Re: “Vinyl Fetish [February 7–13]. I wanted to thank the Weekly, and especially Kate Sullivan, for that fabulous article about my father, Rodd Keith. I am his daughter, and I have never read anything about Rodd that captured him so succinctly as this story. Ms. Sullivan (may I call her Kate? It is my daughter’s name) has almost eerily distilled the power and perversion and, yes, the perversion of power that was my father’s legacy. I feel vindicated somehow. Understood. Along with that is a curious sense of appeasement in knowing that my father achieved, as Kate so eloquently put it, the godlike status he had sought in life.

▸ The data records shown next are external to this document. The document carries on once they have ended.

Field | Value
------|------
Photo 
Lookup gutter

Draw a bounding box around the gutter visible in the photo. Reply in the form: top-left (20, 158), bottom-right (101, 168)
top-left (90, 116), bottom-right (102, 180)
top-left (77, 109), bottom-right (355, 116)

Christopher Lisotta’s article on the death of Morris Kight[“The Passing of a Gay Generation,” January 24–30] does a great job crediting Kight and Harry Hay with all they did for everyone as pioneers of gay sexuality. You might want to think about publishing an article about the several Southern California gay/lesbian libraries and archives, which will preserve the work of these pioneers and make the record available to future historians, researchers, and young men and women who simply want to know about their heritage. ONE Institute at USC, the Homosexual Information Center at CSUN, the June Mazer collection in West Hollywood and the San Diego Gay and Lesbian Archives all come to mind.
—Billy Glover Los Angeles
That weller feller
In the article “Britannia Waives the Rules” [February 7–13], Paul Rogers quotes Paul Weller as saying, “As long as I’ve got an audience, that makes it worthwhile enough to come out and play,” then adds, “(Apparently that wasn’t the case when Weller’s 2000 U.S. tour was pulled at the 11th hour.)” While the parenthetical aside reads as catty fun, a fact check would have proved it highly inappropriate. The 2000 tour (for which I had tickets) was canceled at the 11th hour due to criminal allegations against Mr. Weller, which were later dropped but, due to their serious nature, prevented him from leaving the U.K. at the time.